Now, this works. Now I have to implement my model. The model has the following parts.



*   Initialize parameters.
*   Forward pass.
*   Backward pass, gradients of loss functions.
*   Clip gradients to avoid explosions.
*   Update gradients. Go back to forward pass.
*   Return parameters.



In [0]:
def Clip(gradients, MaxValue):
    """
    This function gets a dictionary with the different gradients and limits the values to +/- MaxValue
    
    Inputs: gradients, dictionary with the gradients for this step.
            MaxValue, A max value to limit the gradients
            
    Outputs: gradients, a dictionary with the clipped gradients.
    
    """
    # Get input gradients
    
    dWaa = gradients["dWaa"]
    dWax = gradients["dWax"]
    dWya = gradients["dWya"]
    db = gradients["db"]
    dby = gradients["dby"]
    
    # Clip input gradients
    
    for gradient in [dWaa, dWax, dWya, db, dby]:
        
        np.clip(gradient, -MaxValue, MaxValue, out = gradient) #gradient is the index of the loop!!!
    
    gradients = {"dWaa": dWaa,
                 "dWax": dWax,
                 "dWya": dWya,
                 "db": db,
                 "dby": dby}
    
    return gradients

In [0]:
np.random.seed(13)

dWax = np.random.randn(5, 3) * 100
dWaa = np.random.randn(5, 5) * 100
dWya = np.random.randn(5, 2) * 100
db = np.random.randn(5, 1) * 100
dby = np.random.randn(5, 1) * 100

gradients = {"dWaa": dWaa,
                 "dWax": dWax,
                 "dWya": dWya,
                 "db": db,
                 "dby": dby}

MaxValue = 90

gradients = Clip(gradients, MaxValue)

print("dWaa[1][2] = " + str(gradients["dWaa"][1][2]))
print("dWax[3][1] = " + str(gradients["dWax"][3][1]))
print("dWya[1][2] = " + str(gradients["dWya"][0][1]))
print("db[4] = " + str(gradients["db"][4]))
print("dby[1] = " + str(gradients["dby"][1]))
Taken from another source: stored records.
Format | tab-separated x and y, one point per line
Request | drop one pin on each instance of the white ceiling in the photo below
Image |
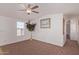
11	9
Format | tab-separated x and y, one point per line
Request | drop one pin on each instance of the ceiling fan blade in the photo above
29	5
22	10
34	7
35	11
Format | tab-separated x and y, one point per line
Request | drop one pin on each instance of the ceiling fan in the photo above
29	9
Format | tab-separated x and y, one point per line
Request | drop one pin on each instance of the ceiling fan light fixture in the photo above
29	10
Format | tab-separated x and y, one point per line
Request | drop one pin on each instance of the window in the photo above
20	28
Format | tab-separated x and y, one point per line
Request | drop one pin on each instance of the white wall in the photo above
74	28
53	35
8	31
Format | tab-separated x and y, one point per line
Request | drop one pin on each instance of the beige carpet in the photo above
35	47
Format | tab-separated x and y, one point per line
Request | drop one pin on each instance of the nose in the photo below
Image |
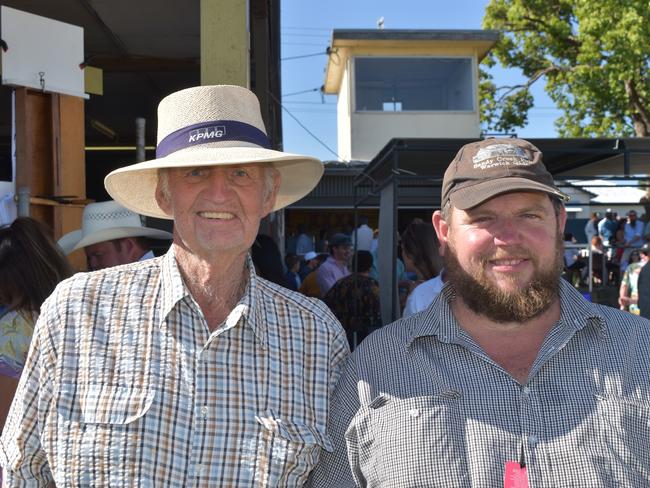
506	232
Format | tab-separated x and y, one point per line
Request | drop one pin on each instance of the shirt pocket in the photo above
284	450
624	426
100	433
428	431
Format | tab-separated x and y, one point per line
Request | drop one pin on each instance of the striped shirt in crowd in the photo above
420	404
126	386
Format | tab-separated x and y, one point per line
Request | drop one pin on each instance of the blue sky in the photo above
306	30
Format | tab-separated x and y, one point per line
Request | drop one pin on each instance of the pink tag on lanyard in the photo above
515	476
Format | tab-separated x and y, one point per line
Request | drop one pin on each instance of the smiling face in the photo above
217	209
504	257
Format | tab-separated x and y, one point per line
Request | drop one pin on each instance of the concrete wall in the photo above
344	130
372	130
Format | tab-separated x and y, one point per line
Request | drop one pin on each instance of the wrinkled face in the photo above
217	209
504	257
105	255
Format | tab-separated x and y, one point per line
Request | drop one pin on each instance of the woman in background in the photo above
31	265
421	253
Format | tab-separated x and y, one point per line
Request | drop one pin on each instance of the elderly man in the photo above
111	235
188	369
510	377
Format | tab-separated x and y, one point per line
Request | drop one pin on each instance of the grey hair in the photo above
270	174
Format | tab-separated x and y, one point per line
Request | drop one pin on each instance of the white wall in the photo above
343	119
371	131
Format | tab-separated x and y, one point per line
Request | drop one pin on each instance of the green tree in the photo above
594	56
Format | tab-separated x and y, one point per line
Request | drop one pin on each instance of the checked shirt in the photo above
125	386
421	405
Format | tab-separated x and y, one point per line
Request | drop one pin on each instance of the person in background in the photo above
335	266
304	241
291	277
632	237
309	286
573	264
362	236
628	295
354	300
31	265
607	227
111	235
187	369
421	253
591	227
510	374
267	259
309	263
643	287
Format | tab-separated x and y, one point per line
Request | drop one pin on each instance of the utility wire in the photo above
303	56
300	92
303	125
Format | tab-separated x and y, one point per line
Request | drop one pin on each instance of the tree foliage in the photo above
593	55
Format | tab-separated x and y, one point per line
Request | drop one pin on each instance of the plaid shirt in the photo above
421	405
126	386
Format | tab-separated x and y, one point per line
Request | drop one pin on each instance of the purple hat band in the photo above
207	132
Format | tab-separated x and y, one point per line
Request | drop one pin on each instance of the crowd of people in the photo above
223	363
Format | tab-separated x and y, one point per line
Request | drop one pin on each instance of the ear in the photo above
561	220
269	201
161	197
442	229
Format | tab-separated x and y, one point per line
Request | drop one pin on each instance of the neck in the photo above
216	284
514	346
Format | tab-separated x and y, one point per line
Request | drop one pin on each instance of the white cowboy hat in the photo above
105	221
207	126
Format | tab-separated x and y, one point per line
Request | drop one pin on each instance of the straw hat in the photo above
105	221
207	126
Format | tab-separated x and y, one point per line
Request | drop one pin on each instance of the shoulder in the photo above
626	330
89	293
294	307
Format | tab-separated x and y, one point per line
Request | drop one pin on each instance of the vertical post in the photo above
225	43
23	201
139	139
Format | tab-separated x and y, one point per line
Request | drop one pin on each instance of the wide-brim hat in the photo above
105	221
208	126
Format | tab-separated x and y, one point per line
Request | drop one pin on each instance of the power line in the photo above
306	28
303	56
300	92
303	125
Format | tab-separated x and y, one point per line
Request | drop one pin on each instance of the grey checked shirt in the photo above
421	405
126	386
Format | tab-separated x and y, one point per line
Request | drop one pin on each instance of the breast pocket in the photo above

Ok, now let's implement the character generation part of the model. The only way to generate some word is to sample characters from the vocabulary. Naïvely I could sample randomly, but that's not a great idea. It will look like polish or basque. Here is the workflow:

* Pass to the network a dummy input with 0s. $x^{\langle 1 \rangle} = \vec{0}$. Also set $a^{\langle 0 \rangle} = \vec{0}$.
* Run one step of forward propagation to get $a^{\langle 1 \rangle}$ and $\hat{y}^{\langle 1 \rangle}$. Here are the equations:

$$ a^{\langle t+1 \rangle} = \tanh(W_{ax}  x^{\langle t \rangle } + W_{aa} a^{\langle t \rangle } + b)\tag{1}$$$$ z^{\langle t + 1 \rangle } = W_{ya}  a^{\langle t + 1 \rangle } + b_y \tag{2}$$$$ \hat{y}^{\langle t+1 \rangle } = softmax(z^{\langle t + 1 \rangle })\tag{3}$$

Note that $\hat{y}^{\langle t+1 \rangle }$ is a (softmax) probability vector (its entries are between 0 and 1 and sum to 1). $\hat{y}^{\langle t+1 \rangle}_i$ represents the probability that the character indexed by "i" is the next character.

* Carry out sampling: Pick the next character's index according to the probability distribution specified by $\hat{y}^{\langle t+1 \rangle }$. This means that if $\hat{y}^{\langle t+1 \rangle }_i = 0.16$ I will pick the index "i" with 16% probability.

* Overwrite the variable x, which currently stores $x^{\langle t \rangle }$, with the value of $x^{\langle t + 1 \rangle }$. Represent $x^{\langle t + 1 \rangle }$ by creating a one-hot vector corresponding to the character chosen as a prediction. Then, forward propagate $x^{\langle t + 1 \rangle }$ in Step 1 and keep repeating the process until a "\n" character appears, indicating the end of the dinosaur name.